Lisa Anders - questionable.quarto - AWS Connections from Posit Team

Overview

This article walks through the different access options for data resources in AWS. Access patterns for AWS resources will vary based on several general factors:

Where the code is running (e.g. Posit Workbench vs. Posit Connect)
The credential (e.g. OIDC, IAM roles, kerberos authentication, IAM instance profile and policy, username/password, etc.)
The connection method (e.g. Workbench managed credentials, R or Python package, ODBC, etc.)
Which AWS resource is being accessed

AWS data resources

Popular data storage options in AWS include S3, Aurora, Redshift, and Athena. Each type is useful for different workflows.

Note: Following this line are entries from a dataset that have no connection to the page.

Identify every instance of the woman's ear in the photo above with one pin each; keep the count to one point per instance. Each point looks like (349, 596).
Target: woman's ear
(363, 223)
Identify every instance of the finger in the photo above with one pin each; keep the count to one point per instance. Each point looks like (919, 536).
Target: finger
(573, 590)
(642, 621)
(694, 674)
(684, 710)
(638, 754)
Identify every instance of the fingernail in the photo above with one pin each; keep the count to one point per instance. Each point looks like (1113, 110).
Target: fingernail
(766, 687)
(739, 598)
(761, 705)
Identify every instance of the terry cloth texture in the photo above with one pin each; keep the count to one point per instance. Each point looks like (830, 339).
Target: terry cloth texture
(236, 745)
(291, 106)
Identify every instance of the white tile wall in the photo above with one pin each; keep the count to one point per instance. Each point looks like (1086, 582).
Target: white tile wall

Service	Type	Data Type	Best For
Amazon S3	Object Storage	Unstructured, Semi-structured	Data lakes, blob storage, backups, archive
Amazon RDS / Aurora	Relational Database	Structured	Real-time transactions, enterprise apps, Aurora/MySQL/PostgreSQL/MariaDB/Microsoft SQL Server/Oracle database engines
Amazon Redshift	Data Warehouse	Structured, Semi-structured	Analytics, Business Intelligence
Amazon Athena	Interactive Query to S3	Semi-structured, Structured	Ad-hoc queries on S3 data

AWS Identity and Access Management (IAM)

The foundation of identity management on AWS is through the Identity and Access Management (IAM) web service. The basic principles are:

A user is set up on IAM (this can be synced with an external authentication agent)
Their sign-in credentials are used to authenticate with AWS (either as an AWS account root user, an IAM user, or assuming an IAM role)
Sign-in credentials are matched to a principal (an IAM user, federated user, IAM role, or application)
Access is requested and granted to a specific service according to the relevant services policy

Vocabulary:

IAM users are individual entities, typically a human user. By default IAM users have minimum permissions and access must be granted to them.
IAM groups can be used to describe a collection of IAM users and grant permissions to a larger set of users, rather than individually.
Roles are an identity that has specific permissions. Any IAM user can be granted a role which would then give them access to those permissions for the time alotted. Services can also be granted roles which allows the service to perform actions on your behalf.
Policies define permissions. They can be attached to identities or resources. These permissions define if a request is allowed or denied.

Credentials

This guide will focus on the recommended tools for authentication to AWS resources when using Posit. The different methods that are commonly used are:

User: Workbench Managed Credentials using Identity and Access Management (IAM) (recommended) 🔗
User: Developer managed credentials using Identity and Access Management (IAM), Secrets manager, or Key Management Service (KMS) 🔗
User or One-to-many: Developer managed keypair using an AWS secret key and access key 🔗
One-to-many: Grant trusted access to resource from VM using an IAM instance profile and policy or role 🔗

Not supported:

Browser authentication methods. Posit Workbench does not support this method. After a successful login, AWS will redirect you to localhost instead of your Workbench instance.

Connection Methods

AWS supports many different types of connection methods. This guide will focus on the recommended connection methods when using Posit Workbench and Posit Connect.

R
Python

Connection authentication is through the paws package. In addition it provides the ability to return data objects for many of the resources inside AWS. For resources that are databases the odbc and DBI packages are also needed in order to create connection objects. Your Posit admin should follow the instructions on the Install Pro Drivers page of the documentation.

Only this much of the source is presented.